Data Reader Damaging File

Hi,

I am planning to analyze text in Turkish.
When I add the file reader to the workflow, it doesn’t recognize the characters and damages the file.
There are 6 special characters in Turkish. CSV reader changes Turkish characters into question marks(?).

How can I solve this error?

Hi @ecodacioglu and welcome to the Knime Community.

Some characters from different languages require at least UTF-8 encoding, so make sure that you are enforcing this.

In the CSV reader, go to the Encoding tab, and enforce the UTF-8 encoding:

Hi Bruno,

Thanks for the answer. The thing is when I run(open) the reader, it changing the characters. So when I wouldn’t make any change on the reader. When I force it to UTF-8, it changes some question marks into a question mark in a black diamond. Besides, it is damaging the actual CSV file.


1 Like

Hi @ecodacioglu , can you share some sample data that we can take a look at?

FYI, it’s not damaging the file. What you see in the CSV Reader is just how it’s interpreting the data and displaying it. It’s not modifying the CSV file itself.

2 Likes

Hi @bruno29a

Thanks for the information.
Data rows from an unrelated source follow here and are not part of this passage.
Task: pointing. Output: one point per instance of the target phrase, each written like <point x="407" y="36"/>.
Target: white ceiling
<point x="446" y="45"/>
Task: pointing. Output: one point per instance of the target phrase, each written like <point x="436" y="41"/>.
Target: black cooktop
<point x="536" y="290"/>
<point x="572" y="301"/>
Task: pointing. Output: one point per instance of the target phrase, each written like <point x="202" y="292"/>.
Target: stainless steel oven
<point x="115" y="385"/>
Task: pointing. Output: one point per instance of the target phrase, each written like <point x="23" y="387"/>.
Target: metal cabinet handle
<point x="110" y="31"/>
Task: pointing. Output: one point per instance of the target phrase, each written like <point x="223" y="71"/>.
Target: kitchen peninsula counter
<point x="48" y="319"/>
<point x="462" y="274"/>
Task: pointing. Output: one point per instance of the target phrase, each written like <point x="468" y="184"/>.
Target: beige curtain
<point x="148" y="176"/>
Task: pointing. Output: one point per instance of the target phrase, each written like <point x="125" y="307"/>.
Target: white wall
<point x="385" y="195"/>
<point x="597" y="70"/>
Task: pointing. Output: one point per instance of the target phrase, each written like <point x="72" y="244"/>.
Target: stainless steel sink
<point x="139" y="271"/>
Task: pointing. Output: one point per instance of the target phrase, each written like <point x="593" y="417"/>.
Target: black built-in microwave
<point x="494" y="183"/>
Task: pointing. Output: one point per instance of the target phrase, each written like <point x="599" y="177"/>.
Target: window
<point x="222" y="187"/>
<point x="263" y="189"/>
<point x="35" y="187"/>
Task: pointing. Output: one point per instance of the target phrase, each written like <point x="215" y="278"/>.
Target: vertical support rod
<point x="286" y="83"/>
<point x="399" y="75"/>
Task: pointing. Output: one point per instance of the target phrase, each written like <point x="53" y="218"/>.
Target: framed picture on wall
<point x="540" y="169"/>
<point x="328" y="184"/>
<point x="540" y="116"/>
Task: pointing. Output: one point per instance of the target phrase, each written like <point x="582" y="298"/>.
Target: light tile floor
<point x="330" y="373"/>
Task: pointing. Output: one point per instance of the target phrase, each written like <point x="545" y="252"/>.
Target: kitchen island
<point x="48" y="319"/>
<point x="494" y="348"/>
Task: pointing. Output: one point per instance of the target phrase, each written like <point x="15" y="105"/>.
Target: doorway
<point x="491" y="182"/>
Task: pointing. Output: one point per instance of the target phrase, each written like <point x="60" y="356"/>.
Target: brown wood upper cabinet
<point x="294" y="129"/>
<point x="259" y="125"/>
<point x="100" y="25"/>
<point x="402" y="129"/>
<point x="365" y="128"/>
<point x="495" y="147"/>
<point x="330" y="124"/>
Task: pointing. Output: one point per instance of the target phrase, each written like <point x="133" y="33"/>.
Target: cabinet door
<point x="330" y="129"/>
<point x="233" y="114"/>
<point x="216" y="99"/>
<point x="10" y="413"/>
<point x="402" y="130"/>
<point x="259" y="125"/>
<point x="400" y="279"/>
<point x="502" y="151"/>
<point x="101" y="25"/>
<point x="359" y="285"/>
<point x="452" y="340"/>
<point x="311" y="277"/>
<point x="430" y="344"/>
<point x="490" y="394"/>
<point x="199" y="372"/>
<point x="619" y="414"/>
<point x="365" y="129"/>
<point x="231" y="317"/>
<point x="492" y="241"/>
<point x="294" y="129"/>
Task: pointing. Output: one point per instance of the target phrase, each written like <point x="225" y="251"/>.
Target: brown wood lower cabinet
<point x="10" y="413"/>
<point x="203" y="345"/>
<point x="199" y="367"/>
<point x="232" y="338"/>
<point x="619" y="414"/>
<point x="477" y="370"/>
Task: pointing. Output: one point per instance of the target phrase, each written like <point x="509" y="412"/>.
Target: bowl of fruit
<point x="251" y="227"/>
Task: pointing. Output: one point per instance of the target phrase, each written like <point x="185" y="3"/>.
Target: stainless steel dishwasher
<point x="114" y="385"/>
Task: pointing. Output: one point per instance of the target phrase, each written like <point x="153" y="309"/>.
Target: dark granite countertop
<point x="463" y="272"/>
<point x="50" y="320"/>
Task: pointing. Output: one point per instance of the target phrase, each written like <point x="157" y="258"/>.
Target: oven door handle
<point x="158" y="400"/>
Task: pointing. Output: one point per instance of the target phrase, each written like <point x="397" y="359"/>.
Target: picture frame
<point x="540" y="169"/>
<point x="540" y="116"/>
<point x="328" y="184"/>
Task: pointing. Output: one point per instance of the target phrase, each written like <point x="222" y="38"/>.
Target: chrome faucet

I have checked the excel and CSV file in the first place. After I saved the file, in order to be sure I have reopened it to see if it was saved correctly. (or I thought I was doing that).
After your warning, I repeated the process and the problem is with excel. I am using a third-party editor for files to edit and save, now it seems fine.
Thanks again.

Hi @ecodacioglu , if you enforced the UTF-8 and it’s showing you what you showed in your screenshot, then it means that your csv file itself is not properly encoded.

3 Likes

This topic was automatically closed 7 days after the last reply. New replies are no longer allowed.